Iker gli fa un sorriso un po’ sghembo, ed è solo perché lui e Xabi si conoscono da una quantità spropositata di anni che si arrischia a sollevare una mano e premere gentilmente un indice contro quelle che Xabi suppone siano le enormi, no, mastodontiche occhiaie sui propri zigomi. È un gesto fin troppo intimo e casuale, forse, e Iker potrebbe tranquillamente ficcarglielo nell’occhio, quel dito, da un momento all’altro, più o meno volontariamente, se non fa attenzione, ma Xabi è troppo stanco anche solo per avere l’istinto di scansarsi da lui e mettere al sicuro i propri bulbi oculari dai suoi polpastrelli invadenti.
«Non lo so,» tentenna Iker, ancora con quella smorfia divertita sul volto; Xabi non riesce ad impedirsi di notare la sua barba perfettamente curata, i capelli in ordine, il vago odore di bagnoschiuma che emana dalla sua pelle e per un minuto intero lo detesta, perché, Cristo, ha bisogno di una doccia. Lunga tre o quattromila anni, possibilmente. «Diciotto?
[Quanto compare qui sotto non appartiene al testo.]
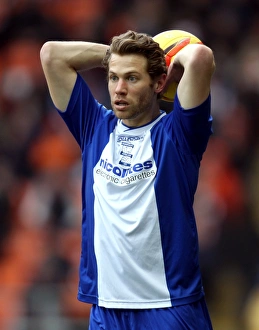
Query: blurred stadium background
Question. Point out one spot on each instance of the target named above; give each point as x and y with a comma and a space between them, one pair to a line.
40, 162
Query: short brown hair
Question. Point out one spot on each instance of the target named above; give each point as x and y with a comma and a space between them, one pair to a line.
132, 42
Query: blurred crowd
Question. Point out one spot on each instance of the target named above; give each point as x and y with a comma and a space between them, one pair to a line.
40, 205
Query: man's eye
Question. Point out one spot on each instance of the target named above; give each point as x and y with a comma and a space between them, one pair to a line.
113, 78
132, 78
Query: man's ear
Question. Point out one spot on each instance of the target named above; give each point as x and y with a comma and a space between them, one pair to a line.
160, 83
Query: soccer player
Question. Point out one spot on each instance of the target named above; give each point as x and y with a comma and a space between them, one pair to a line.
139, 261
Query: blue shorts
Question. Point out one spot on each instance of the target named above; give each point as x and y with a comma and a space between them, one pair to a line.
193, 316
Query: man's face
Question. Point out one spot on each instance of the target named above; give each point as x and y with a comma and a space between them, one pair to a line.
132, 92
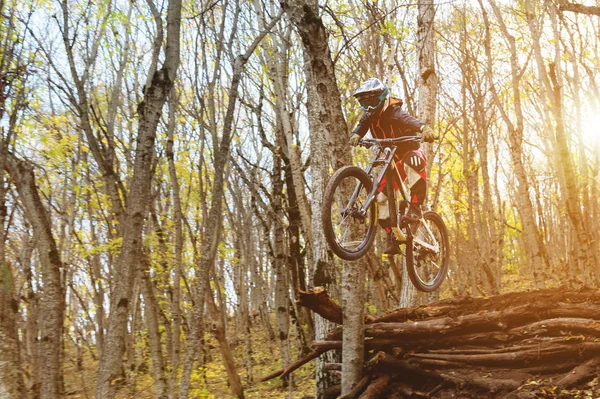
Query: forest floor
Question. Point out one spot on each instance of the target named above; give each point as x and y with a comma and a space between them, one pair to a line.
209, 382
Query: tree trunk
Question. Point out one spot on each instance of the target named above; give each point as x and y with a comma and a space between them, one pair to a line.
151, 311
11, 377
217, 315
213, 221
53, 302
327, 125
150, 111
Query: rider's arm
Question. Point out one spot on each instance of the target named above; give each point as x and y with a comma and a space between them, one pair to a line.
407, 123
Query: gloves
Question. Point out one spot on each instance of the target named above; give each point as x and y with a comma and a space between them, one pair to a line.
354, 139
428, 134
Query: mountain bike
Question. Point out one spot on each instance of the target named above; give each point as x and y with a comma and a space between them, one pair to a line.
350, 212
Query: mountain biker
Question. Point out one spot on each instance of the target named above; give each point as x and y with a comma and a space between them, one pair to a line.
386, 119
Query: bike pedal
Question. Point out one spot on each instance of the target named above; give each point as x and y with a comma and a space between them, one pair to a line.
400, 236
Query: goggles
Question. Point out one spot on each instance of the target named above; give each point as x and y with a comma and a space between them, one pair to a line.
370, 101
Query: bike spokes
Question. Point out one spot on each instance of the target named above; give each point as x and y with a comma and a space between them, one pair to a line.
350, 220
429, 258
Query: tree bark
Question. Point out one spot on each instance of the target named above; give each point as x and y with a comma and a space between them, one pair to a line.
53, 296
212, 224
150, 111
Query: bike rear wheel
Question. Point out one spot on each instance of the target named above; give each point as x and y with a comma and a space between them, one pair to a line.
427, 253
349, 233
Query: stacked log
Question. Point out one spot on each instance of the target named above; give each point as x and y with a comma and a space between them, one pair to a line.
517, 345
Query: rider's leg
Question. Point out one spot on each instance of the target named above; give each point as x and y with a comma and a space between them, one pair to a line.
415, 175
384, 220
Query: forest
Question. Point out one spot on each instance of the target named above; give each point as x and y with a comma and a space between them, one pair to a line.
163, 167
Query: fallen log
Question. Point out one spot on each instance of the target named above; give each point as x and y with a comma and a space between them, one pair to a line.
478, 347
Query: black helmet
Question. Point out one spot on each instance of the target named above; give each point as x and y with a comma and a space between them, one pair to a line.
372, 94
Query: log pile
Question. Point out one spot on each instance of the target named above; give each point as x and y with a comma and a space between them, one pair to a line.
520, 345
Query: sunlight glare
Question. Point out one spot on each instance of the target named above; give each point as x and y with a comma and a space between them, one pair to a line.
591, 129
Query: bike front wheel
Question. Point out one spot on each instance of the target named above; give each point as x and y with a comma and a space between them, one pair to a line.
349, 227
427, 253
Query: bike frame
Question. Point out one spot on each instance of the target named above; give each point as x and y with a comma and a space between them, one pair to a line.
386, 150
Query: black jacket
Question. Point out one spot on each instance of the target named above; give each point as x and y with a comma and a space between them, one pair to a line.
393, 122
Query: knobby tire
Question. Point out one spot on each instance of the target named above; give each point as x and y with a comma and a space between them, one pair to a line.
411, 253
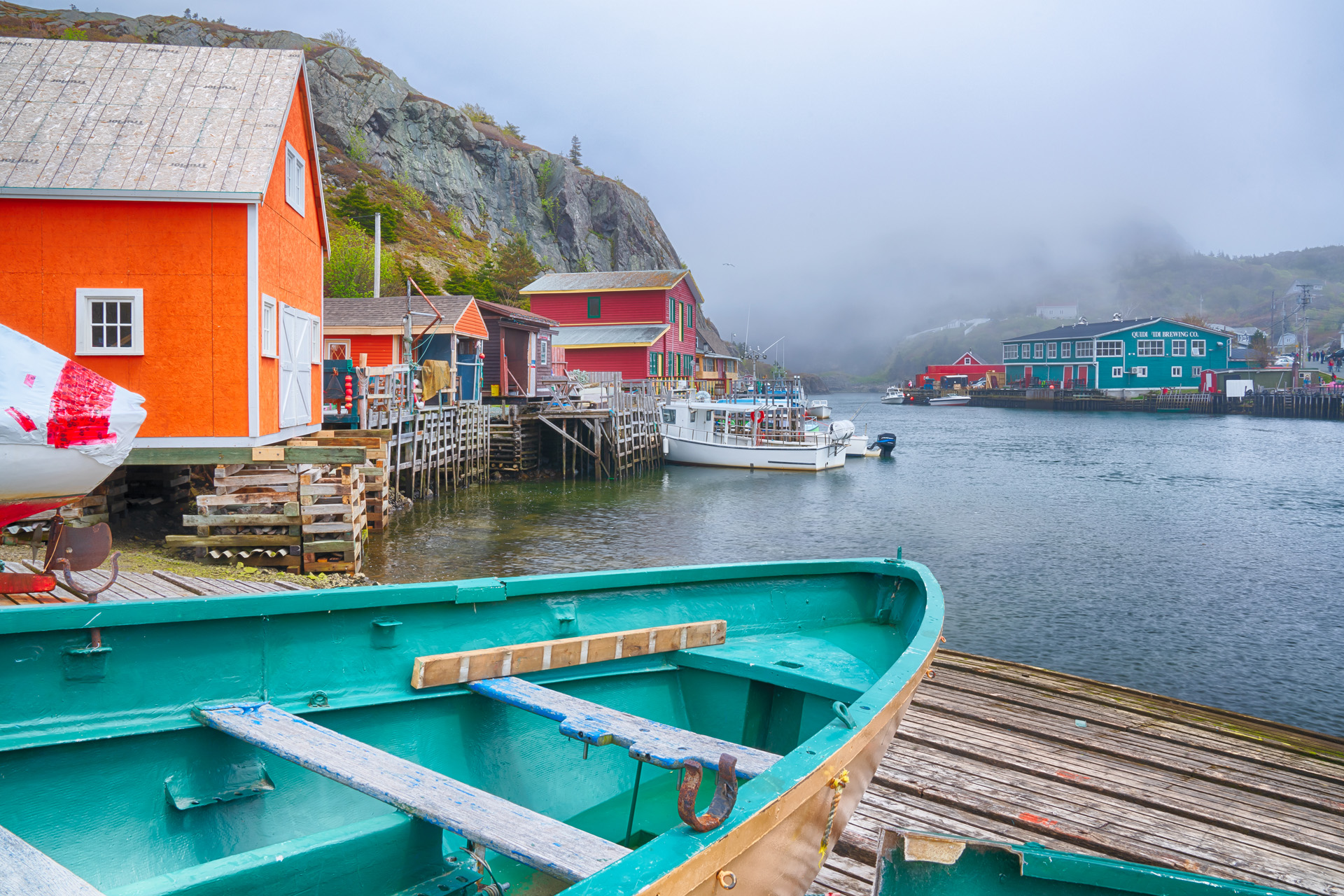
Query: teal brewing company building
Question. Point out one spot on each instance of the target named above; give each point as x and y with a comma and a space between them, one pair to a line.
1116, 355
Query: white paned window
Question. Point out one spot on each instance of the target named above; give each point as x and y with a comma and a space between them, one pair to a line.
109, 321
293, 179
268, 327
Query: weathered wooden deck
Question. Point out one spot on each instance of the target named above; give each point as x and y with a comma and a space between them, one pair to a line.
147, 586
997, 750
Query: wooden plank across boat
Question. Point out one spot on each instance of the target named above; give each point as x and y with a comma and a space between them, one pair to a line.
356, 742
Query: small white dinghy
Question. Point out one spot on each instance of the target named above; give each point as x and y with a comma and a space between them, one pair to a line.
64, 429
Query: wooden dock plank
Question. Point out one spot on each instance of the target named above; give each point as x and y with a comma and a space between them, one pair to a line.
29, 872
648, 741
507, 828
993, 750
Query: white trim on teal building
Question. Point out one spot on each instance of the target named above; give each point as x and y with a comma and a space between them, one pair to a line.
1117, 355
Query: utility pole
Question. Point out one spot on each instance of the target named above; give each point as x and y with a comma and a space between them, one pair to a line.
378, 254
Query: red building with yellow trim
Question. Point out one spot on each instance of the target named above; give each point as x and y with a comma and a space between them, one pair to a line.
640, 324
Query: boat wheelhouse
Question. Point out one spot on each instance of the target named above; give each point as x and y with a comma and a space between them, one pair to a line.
758, 435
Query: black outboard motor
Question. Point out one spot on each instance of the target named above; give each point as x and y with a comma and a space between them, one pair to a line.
885, 442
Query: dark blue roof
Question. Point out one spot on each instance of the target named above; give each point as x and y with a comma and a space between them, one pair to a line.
1089, 331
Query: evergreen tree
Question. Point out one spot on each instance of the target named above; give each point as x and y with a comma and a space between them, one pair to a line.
517, 266
358, 209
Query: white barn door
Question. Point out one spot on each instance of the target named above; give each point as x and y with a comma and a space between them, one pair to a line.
296, 379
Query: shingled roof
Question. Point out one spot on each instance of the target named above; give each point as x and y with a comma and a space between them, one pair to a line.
115, 118
612, 281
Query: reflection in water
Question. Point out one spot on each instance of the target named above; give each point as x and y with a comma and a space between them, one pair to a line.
1189, 555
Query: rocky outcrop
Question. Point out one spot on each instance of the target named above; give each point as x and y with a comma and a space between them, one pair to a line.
574, 218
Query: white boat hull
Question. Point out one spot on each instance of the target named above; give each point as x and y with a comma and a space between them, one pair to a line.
756, 457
Venti?»
«Prova a superare la trentina,» brontola Xabi, e normalmente non gli piace fare la lagna, non per sofferenze che praticamente si è autoimposto con un sorriso, peraltro, correndo loro incontro a braccia spalancate e col bisturi già in mano, vaffanculo il giorno in cui ha deciso di voler fare il medico, Cristo, ma in questo momento non è propriamente in sé, per cui potrà anche lamentarsi di questo turno che non finisce mai e delle emergenze e di tutto il cazzo di universo che sembra cospirare contro il normale decorso del suo bioritmo sonno-veglia, d’accordo?
Iker sembra leggergli nel pensiero - sembra che riesca a vedere esattamente quanto Xabi sia vicino ad un collasso nervoso, e si tratta di millimetri, davvero, - e il suo ghigno si scioglie in un sorriso più affettuoso, amichevole, prima che, da bastardo manipolatore quale è, approfitti del momento di debolezza di Xabi per sfilargli di mano la cartella che stava compilando e, già che c’è, rubargli anche il caffè.
«Ehi!» si lamenta Xabi, ma debolmente, perché da un paio d’ore sta avendo problemi anche solo a restare in piedi. «Ridammelo.»
«Niente più caffeina per te,» sorride Iker, - e quella era una citazione da Lilo & Stitch o Xabi sta già avendo le visioni? - e per dispetto beve un sorso del caffè di Xabi; non una mossa esattamente astuta, comunque, perché quella brodaglia è rimasta a fermentare nel bicchiere per almeno tre quarti d’ora, e non ha esattamente il miglior sapore di sempre. «Cristo, Xabi, quand’è che sei passato a bere piscio di cammello per tenerti su?»
A dispetto del bisogno fisico di un letto che gli invade ogni singola cellula - e Xabi, nonostante la laurea e la specialistica e le conoscenze di biologia e gli approfondimenti e tutte le stronzate non riesce davvero a capire come sia possibile, ma ogni singolo osso del suo corpo sta urlando dalla necessità di sprofondare su un materasso o una qualsiasi superficie sufficientemente morbida e orizzontale, bontà di Dio, - Xabi riesce a ridacchiare e scuotere piano la testa.
«Era caffè, due, tre ore fa,» dice, e Iker sta fissando la tazza come se quella avesse personalmente offeso i suoi calzini - il che, da quello che riesce a scorgere Xabi, non sarebbe neppure particolarmente difficile, o ingiustificabile. «Sul serio, Iker, color senape? E io che pensavo che almeno tu in questo ospedale avessi un minimo di classe.»
«Di che cavolo stai-- oh, i calzini. Sono di David, in realtà,» e, chissà perché, Xabi non aveva il minimo dubbio. «E comunque, adesso ti stai confondendo davvero, dottor Alonso. Qui in giro sei tu the classy one, ricordi?»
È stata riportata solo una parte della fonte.